For the present study, we recoded outcomes according to Laserson’s recommendations [12]: all deaths were considered together as death due to any cause during the course of MDR-TB treatment; and “changed regimen” was considered a failure. In July 2016, we requested the Brazilian NTP to update the outcomes of patients recorded as “on treatment”. Since the average duration of MDR-TB treatment is two years and the included patients started treatment between 2010 and 2012, we recoded the patients who remained as “on treatment” as “loss to follow up”. The patients classified as “transfer out” had an unknown outcome related to their treatment, and were recoded as “loss to follow up” using the same approach of previous meta-analyses [7, 9, 13]. The original outcomes reported in the SITE-TB database are displayed in the descriptive results (Table 1 and Additional file 1 Table S1).

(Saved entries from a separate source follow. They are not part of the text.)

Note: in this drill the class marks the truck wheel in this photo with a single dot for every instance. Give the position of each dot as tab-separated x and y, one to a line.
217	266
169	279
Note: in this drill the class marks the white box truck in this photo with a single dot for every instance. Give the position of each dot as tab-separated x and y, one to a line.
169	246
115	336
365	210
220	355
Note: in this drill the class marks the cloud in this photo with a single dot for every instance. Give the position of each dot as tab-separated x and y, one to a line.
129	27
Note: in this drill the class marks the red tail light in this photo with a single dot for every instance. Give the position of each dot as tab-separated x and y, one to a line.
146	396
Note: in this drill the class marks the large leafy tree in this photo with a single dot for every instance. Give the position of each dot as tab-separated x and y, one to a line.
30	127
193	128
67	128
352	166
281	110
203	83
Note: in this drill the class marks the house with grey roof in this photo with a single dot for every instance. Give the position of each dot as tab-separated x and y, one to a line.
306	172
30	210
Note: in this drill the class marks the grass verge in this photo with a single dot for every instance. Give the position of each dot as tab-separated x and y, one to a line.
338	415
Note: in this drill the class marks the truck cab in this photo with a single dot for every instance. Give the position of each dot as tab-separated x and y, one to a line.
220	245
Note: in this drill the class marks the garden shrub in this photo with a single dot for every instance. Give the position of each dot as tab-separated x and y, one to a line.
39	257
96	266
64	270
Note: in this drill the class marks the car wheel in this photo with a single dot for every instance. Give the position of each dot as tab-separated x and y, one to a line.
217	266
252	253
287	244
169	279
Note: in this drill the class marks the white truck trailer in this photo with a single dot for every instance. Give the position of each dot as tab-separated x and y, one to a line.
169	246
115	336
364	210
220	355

Relapse was not recorded as an outcome in the original SITE-TB database. We searched for relapsed cases after treatment success among included patients, but we had no access to nominal data of patients diagnosed after 2013, therefore we could not search for relapsed cases in more recent years.

For the analyses, we further classified outcomes and compared success versus: i) failure or relapse (considered equivalent to an efficacy analysis); or ii) failure or relapse or death; iii) failure or relapse or death or loss to follow-up (considered equivalent to an effectiveness analysis).

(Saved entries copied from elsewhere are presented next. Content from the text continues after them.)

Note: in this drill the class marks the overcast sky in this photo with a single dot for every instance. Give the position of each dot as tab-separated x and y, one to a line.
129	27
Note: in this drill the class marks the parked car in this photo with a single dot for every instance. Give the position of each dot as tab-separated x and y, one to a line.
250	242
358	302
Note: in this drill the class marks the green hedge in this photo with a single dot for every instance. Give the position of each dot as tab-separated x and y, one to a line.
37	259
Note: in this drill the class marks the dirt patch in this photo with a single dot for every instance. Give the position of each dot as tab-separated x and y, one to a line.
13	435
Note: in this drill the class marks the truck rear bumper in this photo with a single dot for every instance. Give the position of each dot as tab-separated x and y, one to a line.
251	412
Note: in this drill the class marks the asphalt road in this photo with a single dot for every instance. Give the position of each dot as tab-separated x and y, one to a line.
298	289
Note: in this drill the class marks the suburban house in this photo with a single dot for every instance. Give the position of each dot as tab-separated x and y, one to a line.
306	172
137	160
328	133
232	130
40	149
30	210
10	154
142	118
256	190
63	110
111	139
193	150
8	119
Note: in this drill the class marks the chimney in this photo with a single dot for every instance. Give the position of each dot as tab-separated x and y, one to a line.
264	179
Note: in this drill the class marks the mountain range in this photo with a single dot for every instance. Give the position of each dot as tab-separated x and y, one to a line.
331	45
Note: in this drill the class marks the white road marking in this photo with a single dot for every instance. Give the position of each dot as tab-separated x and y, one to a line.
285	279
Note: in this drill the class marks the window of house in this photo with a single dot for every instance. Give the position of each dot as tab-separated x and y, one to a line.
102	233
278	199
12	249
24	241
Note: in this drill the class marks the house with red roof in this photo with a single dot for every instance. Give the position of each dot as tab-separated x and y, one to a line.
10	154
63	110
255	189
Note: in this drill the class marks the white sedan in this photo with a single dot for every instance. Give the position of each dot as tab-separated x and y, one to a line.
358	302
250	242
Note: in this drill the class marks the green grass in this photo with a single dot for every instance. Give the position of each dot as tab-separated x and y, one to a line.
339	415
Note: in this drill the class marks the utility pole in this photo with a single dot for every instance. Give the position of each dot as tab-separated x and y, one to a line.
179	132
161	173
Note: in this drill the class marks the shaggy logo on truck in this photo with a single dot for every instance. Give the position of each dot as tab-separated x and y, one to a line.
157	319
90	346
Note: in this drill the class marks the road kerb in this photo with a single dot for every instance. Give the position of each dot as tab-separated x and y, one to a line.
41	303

Exposure variables were categorized; regimen was classified as standardized or individualized. The following clinical and demographic data were included in bivariate analyses: age, sex, ethnic group, smoking status, alcohol use, HIV infection, extension of disease (acid fast bacilli positivity at baseline, presence of cavities on chest radiography, and bilateral disease), previous history of DR-TB, DOT and diabetes. Variables associated with outcomes with ≤0.20 significance in the bivariate analyses entered the multivariate approach. We used a backward stepwise multivariate model. HIV co-infection and treatment regimen were maintained in the final model, regardless of significance. In the original SITE-TB database, alcohol abuse, smoking, diabetes and DOT are classified as “yes” versus “no/unknown” and we used these categories as available in our analysis.

The association of end of treatment outcomes and the use of individual drugs was examined only among patients who received standardized regimens. For this analysis, we performed a separate multivariate model, adjusting for variables found to be independently associated with outcomes in the main analyses, all of which are known to be associated with unfavorable outcomes: HIV infection, diabetes, extent of disease (sputum-smear at baseline, the presence of cavities on chest radiography and bilateral disease), and previous history of DR-TB.

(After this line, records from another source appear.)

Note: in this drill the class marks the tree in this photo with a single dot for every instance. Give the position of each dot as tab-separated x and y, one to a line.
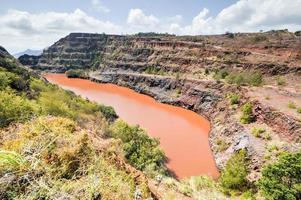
234	175
282	180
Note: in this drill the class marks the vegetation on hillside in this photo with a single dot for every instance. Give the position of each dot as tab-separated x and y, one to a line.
140	150
46	148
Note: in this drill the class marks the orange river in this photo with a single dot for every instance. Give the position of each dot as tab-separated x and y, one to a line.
183	134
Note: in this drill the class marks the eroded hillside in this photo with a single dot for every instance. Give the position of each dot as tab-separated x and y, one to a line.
248	85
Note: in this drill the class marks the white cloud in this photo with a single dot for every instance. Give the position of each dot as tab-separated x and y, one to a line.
21	30
98	6
248	16
137	17
242	16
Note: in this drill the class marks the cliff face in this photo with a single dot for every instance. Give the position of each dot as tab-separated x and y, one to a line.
174	70
272	52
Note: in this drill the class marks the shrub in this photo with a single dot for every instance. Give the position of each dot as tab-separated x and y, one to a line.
255	79
76	73
233	98
222	145
259	38
234	175
14	108
221	74
141	151
292	105
280	81
247	114
60	160
4	80
207	72
11	161
281	180
245	78
257	132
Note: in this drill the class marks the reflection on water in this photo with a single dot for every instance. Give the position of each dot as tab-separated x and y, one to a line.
183	134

The six-month sputum culture conversion – an intermediate outcome - was defined if the patient had two consecutive negative cultures at six months of treatment. Although we intended to use this variable as an outcome-dependent variable, it was used only as exposure, because the number of patients with performed cultures during the first six months of treatment was small.

Patterns of resistance other than MDR were poorly reported and were just described. They were not analyzed in any uni or multivariate model.

All statistical analyses were performed using SAS (version 9.4 Institute, Cary, NC, USA).